Ronnie Gene Wilson, a former County Councilman with Anderson County has been charged with conning investors to the tune of $70 million. The complaint has been filed against him by the South Carolina securities commissioner. Wilson managed to get people to believe that they were investing in silver but was doing no such thing, according to the charges.
He was assisted in this alleged Ponzi scheme by the Atlantic Bullion and Coin Inc. which is also on the radar of the South Carolina securities commissioner. Wilson continued to offer allegedly fake investments to his victims despite a ‘cease and desist’ order against him and Atlantic Bullion. Wilson also scammed people not just in South Carolina but around 24 states as well, according to the complaint.
According to the charges, Atlantic Bullion and Wilson even furnished false statements to the investors giving them completely fabricated details of their investments. Even though Wilson testified before the Securities Division saying that he had indeed purchased silver, there is no evidence of that, charged the complaint: not only had no silver been purchased but the money raised from the investors was instead used to pay off other debts and investors.
Some of Wilson’s investors include senior citizens and retirees who have now seen their life savings wiped out with very little chance of getting it back. Wilson allegedly managed to raise money not just from this “target” sector but from people like Paul Brown as well. Brown is a journalist and contributor to News 4. He trusted Wilson enough to invest his entire savings with him and was rewarded only with the loss of the same.

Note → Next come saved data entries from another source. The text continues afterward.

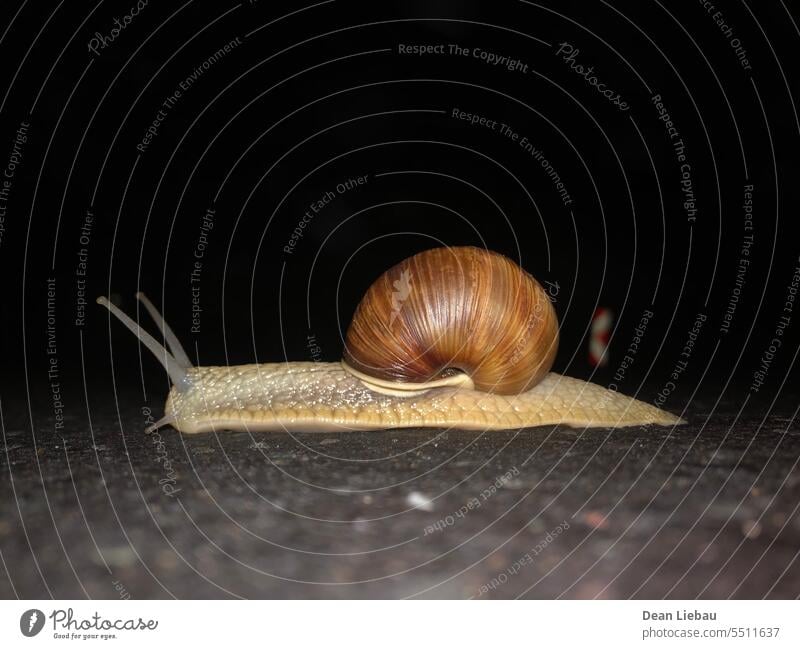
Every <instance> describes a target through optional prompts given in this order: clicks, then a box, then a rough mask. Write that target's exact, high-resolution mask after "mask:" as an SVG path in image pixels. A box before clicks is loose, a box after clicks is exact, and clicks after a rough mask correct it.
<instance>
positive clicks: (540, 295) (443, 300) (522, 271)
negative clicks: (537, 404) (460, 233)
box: [343, 247, 558, 394]
mask: <svg viewBox="0 0 800 649" xmlns="http://www.w3.org/2000/svg"><path fill="white" fill-rule="evenodd" d="M557 350H558V319H557V317H556V313H555V310H554V309H553V306H552V304H551V303H550V299H549V298H548V296H547V294H546V292H545V291H544V289H543V288H542V286H541V285H540V284H539V283H538V282H537V281H536V280H535V279H534V278H533V277H531V275H529V274H528V273H527V272H525V271H524V270H523V269H522V268H520V267H519V266H518V265H517V264H515V263H514V262H513V261H511V260H510V259H508V258H507V257H504V256H503V255H500V254H498V253H495V252H490V251H487V250H483V249H481V248H474V247H458V248H435V249H433V250H427V251H425V252H421V253H419V254H417V255H414V256H413V257H410V258H408V259H406V260H404V261H402V262H400V263H399V264H397V265H396V266H394V267H392V268H390V269H389V270H388V271H386V272H385V273H384V274H383V275H381V276H380V277H379V278H378V279H377V280H376V281H375V282H374V283H373V284H372V286H371V287H370V288H369V289H368V290H367V292H366V294H365V295H364V297H363V299H362V300H361V302H360V303H359V305H358V307H357V309H356V312H355V315H354V316H353V320H352V322H351V323H350V328H349V329H348V331H347V337H346V340H345V350H344V359H343V365H344V367H345V369H349V370H350V371H352V372H353V373H354V374H356V375H357V376H359V377H360V378H362V379H364V380H365V382H367V383H369V382H370V381H371V380H372V381H375V383H376V384H377V385H394V386H397V387H398V388H403V387H405V386H406V385H409V386H418V385H419V384H424V386H426V387H432V386H434V385H439V384H445V383H448V381H447V379H448V378H450V377H453V376H454V375H458V374H459V373H463V374H464V375H466V376H468V377H469V378H470V379H471V384H472V385H473V386H474V388H475V389H476V390H482V391H485V392H493V393H496V394H516V393H520V392H524V391H526V390H528V389H530V388H532V387H533V386H534V385H536V384H537V383H538V382H539V381H541V380H542V379H543V378H544V376H545V375H546V374H547V373H548V372H549V371H550V368H551V366H552V364H553V360H554V359H555V355H556V351H557ZM462 376H463V375H462Z"/></svg>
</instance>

Wilson was a councilman with the Anderson County Council District 6 and also had attempted to run for a seat in the South Carolina senate in 2004. From 2002 to 2004, Wilson served as the national commander of the Sons of Confederate Veterans. He also has a history of being involved in some questionable financial dealings in the past. In 2009, he came under criticism from the Anderson County Republican Party which accused him of awarding contracts with a bias. One such contract was a $1.14 million buyout contract to a former county administrator just a few days after Wilson’s daughter got an open ended contract.